A semana

Delicadamente, boto o primeiro pé na calçada com o cérebro forrado de verde-amarelo. Quebrando meu barato, negligentemente alheia ao choque entre mundos que tem lugar dentro da minha cabeça, na outra calçada passa uma teen de peitinhos entojados, bicos hirsutos, glúteos estofando numa nice o tecido grosso mas dócil do jeans, acendendo a vocação de tarado que tão porcamente tento disfarçar, me concentro me esforçando para limpar os riscos flébeis da cara. Disfarço encarando o topo da ladeira fingindo que calculo prós e contras do itinerário planejado. Bullshit. Nunca fiz plano desde que nasci. Uma vez que fosse.

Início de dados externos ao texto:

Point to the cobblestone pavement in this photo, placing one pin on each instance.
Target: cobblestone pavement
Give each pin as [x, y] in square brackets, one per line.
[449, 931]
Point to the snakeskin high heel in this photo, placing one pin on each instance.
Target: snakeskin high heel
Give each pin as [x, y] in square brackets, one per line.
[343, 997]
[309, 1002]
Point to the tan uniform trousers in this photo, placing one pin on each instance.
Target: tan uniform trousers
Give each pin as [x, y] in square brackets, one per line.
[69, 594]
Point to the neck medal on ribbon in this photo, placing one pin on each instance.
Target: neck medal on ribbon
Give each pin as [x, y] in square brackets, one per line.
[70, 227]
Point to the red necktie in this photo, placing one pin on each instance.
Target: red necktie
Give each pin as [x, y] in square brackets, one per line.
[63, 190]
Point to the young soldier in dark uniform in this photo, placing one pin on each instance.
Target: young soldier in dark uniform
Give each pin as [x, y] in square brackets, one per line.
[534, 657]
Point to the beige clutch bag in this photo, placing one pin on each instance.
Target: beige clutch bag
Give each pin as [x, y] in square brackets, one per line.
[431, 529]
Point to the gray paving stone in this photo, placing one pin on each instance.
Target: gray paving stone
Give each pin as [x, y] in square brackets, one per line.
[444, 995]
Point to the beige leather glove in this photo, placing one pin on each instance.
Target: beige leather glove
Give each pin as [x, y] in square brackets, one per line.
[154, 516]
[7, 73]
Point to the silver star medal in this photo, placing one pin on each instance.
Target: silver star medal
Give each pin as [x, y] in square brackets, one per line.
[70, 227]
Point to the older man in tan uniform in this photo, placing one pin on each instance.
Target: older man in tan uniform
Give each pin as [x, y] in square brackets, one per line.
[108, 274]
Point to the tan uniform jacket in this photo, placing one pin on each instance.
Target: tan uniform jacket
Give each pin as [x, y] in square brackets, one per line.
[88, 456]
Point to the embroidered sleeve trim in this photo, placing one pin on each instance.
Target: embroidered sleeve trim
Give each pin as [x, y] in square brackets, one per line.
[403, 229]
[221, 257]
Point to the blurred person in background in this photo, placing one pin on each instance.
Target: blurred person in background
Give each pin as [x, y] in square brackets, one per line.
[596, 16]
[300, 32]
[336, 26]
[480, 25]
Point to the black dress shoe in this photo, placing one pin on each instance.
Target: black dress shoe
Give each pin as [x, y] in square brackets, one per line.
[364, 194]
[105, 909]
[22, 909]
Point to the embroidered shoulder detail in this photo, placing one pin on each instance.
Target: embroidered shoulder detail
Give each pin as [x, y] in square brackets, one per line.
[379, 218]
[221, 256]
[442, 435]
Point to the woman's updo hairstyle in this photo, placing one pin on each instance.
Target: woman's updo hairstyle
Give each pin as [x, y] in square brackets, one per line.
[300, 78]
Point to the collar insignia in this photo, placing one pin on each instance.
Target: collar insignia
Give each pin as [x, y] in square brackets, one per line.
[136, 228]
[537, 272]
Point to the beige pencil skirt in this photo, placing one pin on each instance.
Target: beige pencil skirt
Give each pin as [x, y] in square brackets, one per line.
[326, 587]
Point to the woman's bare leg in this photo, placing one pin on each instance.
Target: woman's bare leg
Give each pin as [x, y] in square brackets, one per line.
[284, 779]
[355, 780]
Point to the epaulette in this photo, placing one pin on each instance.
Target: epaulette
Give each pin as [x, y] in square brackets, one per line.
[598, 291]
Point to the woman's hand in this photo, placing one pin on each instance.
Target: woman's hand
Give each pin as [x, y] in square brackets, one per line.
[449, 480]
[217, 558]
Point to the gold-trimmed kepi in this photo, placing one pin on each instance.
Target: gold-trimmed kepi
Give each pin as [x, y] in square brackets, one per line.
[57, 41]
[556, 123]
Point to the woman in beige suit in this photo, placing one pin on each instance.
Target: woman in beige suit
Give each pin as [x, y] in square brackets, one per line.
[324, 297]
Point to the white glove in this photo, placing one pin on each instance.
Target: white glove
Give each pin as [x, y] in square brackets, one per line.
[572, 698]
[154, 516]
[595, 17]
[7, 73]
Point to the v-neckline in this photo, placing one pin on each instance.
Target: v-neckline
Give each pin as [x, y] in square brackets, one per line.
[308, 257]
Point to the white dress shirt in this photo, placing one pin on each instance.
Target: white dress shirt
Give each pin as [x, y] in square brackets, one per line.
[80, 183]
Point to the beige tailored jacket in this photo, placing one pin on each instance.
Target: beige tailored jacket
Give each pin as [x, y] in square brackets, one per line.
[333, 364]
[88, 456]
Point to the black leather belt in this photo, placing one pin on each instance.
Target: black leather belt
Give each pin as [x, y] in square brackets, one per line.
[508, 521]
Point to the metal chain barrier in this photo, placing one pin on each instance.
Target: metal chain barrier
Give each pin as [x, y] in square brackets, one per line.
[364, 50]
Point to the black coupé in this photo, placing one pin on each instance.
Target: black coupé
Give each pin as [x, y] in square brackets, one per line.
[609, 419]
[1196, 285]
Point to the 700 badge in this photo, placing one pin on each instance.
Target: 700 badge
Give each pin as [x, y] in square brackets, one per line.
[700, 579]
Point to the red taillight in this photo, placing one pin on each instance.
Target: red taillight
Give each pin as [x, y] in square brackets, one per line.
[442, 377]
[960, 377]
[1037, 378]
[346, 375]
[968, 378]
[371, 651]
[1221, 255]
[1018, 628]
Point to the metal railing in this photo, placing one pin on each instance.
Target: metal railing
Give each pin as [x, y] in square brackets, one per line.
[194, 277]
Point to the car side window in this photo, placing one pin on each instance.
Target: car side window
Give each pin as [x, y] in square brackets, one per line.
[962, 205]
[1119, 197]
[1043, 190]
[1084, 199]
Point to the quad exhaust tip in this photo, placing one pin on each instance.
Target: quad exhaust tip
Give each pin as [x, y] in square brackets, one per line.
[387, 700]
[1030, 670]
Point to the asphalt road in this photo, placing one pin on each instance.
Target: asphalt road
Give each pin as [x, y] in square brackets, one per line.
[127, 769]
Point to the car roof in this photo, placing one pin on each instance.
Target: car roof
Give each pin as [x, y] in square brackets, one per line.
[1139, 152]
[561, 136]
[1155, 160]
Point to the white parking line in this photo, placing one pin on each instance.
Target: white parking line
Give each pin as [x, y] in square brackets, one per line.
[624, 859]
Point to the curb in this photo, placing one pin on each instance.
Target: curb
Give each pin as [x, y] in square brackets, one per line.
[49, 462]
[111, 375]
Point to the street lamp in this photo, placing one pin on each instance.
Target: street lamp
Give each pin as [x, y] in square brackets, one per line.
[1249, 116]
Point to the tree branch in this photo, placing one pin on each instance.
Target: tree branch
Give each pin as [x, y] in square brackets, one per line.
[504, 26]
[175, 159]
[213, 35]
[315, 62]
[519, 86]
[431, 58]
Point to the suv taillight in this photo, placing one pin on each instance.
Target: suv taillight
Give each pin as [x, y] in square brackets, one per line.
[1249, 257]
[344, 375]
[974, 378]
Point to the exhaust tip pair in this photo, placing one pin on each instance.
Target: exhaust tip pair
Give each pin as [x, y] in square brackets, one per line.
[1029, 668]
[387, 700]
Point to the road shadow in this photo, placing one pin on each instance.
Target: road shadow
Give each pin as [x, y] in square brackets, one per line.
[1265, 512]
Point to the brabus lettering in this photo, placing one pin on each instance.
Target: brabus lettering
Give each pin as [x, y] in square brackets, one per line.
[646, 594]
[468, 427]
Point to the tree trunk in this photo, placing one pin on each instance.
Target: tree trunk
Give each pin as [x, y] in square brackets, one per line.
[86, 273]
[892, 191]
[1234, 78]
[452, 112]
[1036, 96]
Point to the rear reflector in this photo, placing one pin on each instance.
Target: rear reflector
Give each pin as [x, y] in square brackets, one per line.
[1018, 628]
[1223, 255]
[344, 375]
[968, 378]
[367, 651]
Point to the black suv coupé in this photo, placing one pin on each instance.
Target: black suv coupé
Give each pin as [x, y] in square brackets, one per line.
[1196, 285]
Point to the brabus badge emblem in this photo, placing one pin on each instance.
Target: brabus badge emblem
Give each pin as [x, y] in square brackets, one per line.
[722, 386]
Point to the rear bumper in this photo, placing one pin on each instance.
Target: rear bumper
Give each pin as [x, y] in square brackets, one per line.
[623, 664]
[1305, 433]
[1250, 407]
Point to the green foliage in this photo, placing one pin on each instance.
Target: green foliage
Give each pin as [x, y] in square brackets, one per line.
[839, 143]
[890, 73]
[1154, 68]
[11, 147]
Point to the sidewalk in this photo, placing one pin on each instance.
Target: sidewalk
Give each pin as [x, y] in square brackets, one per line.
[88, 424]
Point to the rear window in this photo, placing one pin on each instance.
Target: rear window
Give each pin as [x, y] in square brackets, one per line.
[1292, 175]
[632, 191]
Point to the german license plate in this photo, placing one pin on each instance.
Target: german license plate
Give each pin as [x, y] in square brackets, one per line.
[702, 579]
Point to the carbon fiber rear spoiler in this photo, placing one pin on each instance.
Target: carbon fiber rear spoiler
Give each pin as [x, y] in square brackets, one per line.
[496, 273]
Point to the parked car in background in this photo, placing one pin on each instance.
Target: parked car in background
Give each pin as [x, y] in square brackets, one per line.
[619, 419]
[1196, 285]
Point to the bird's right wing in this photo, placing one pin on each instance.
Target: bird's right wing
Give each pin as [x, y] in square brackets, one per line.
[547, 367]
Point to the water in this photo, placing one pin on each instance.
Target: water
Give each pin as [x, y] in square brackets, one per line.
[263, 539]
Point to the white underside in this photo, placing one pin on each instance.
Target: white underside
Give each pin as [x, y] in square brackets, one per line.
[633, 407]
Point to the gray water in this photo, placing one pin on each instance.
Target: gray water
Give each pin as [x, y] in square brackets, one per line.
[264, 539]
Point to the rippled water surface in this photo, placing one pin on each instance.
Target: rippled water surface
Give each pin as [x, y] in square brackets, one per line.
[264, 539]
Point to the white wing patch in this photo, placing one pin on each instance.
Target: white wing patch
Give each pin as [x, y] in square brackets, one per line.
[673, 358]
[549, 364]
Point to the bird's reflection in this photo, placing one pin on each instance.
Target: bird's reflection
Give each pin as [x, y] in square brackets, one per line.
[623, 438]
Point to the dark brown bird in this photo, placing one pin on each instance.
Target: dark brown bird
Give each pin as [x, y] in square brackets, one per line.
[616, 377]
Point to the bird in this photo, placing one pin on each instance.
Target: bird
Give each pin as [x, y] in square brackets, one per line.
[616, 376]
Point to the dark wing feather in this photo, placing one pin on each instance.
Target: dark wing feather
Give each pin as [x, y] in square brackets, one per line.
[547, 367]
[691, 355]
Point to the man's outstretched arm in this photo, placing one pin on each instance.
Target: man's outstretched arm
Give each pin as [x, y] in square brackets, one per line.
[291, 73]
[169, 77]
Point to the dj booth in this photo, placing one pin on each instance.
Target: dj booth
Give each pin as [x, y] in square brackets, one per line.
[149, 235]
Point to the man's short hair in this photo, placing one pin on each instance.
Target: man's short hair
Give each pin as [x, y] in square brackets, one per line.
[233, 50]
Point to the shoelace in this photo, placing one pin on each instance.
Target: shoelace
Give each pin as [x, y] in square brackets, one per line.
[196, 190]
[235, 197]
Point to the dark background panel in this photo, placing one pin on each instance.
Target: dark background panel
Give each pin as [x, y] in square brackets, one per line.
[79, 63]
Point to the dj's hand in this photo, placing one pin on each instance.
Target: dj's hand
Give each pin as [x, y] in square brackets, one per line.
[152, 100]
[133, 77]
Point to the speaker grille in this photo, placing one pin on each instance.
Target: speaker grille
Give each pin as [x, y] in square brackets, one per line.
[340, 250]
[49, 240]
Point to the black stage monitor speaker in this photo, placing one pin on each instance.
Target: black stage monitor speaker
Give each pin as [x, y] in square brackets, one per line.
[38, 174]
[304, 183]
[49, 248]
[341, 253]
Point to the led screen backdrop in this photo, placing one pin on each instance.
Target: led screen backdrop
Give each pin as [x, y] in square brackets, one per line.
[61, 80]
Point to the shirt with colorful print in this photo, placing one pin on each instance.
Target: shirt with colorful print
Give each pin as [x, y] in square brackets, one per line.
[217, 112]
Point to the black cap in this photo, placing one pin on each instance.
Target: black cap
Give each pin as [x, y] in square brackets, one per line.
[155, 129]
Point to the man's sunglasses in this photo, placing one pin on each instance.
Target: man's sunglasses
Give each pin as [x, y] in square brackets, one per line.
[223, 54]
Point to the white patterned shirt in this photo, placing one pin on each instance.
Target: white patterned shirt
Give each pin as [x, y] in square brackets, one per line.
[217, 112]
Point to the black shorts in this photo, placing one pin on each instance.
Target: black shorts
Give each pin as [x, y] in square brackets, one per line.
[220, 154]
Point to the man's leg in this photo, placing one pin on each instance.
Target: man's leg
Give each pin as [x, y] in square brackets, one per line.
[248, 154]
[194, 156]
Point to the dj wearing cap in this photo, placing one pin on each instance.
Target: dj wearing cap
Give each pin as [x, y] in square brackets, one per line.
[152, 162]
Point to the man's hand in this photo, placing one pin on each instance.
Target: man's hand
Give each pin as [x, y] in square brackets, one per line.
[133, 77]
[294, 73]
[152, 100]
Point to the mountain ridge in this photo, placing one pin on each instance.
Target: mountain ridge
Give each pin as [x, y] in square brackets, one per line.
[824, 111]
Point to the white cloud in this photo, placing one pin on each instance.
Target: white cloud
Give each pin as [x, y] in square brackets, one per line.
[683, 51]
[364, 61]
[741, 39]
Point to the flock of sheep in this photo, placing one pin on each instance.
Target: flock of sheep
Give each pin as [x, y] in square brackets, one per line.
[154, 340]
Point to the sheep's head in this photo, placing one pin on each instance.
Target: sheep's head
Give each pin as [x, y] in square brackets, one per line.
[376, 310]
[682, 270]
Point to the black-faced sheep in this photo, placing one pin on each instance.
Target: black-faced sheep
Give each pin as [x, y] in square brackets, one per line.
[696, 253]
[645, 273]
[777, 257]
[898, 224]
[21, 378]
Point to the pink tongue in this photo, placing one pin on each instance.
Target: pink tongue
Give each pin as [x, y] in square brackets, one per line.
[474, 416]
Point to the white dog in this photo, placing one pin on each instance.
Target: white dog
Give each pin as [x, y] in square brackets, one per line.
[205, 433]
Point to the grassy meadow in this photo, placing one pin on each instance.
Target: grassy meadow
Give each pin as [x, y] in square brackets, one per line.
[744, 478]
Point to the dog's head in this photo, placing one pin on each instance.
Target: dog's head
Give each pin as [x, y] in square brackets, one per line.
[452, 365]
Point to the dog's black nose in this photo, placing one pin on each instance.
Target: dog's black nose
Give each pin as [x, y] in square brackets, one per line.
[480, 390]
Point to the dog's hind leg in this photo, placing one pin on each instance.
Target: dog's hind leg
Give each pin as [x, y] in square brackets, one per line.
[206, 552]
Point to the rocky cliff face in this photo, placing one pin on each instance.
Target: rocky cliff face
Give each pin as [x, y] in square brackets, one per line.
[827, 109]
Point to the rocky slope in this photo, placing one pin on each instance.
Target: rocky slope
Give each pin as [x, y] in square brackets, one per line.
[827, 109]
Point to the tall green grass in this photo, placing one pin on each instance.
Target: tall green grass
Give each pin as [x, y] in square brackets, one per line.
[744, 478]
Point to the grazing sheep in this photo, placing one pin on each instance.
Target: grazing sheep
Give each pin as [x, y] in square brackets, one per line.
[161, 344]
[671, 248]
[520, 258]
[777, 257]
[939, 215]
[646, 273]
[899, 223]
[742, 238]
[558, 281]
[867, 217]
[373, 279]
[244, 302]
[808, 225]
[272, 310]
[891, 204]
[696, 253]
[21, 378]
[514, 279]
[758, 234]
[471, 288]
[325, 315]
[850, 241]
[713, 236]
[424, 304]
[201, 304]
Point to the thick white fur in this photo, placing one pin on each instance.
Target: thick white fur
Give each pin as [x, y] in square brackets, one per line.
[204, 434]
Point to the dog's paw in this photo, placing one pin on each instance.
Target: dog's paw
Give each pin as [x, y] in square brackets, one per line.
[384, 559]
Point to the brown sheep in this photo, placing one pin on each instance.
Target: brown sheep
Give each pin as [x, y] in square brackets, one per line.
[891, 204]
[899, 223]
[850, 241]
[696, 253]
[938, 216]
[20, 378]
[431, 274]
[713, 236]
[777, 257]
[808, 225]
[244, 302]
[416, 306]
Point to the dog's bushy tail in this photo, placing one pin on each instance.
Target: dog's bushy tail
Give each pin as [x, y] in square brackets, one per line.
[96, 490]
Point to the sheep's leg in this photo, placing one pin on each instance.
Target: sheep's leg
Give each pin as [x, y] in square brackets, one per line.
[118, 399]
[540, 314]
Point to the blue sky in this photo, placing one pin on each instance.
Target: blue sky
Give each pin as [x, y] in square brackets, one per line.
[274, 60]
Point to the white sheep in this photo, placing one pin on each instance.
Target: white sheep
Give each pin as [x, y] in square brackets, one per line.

Se tivesse uma Kawazaki saía disparado ladeira abaixo celebrando esta minha borbulhante imprevidência que levei décadas para cultivar.
Outro pequeno esforço desumano dentre incontáveis tentativas dignas de nota que se dispersam quando lhes dirijo a luz da atenção, dedico a este meu persecutório sentimento de inferioridade frente ao mundo e aos que no mundo vivem. Me deixo oprimir fácil por qualquer coisa com tendência à opressão – o olhar distante do sujeito que caminha na direção oposta à minha e que tomo por aversão, o gosto do beijo que dei no cadáver de mamãe que ainda trago nas franjas dos lábios, não faço ideia do que é o melhor para mim, simplesmente carco fumo dentro da escuridão feito uma locomotiva fora dos trilhos.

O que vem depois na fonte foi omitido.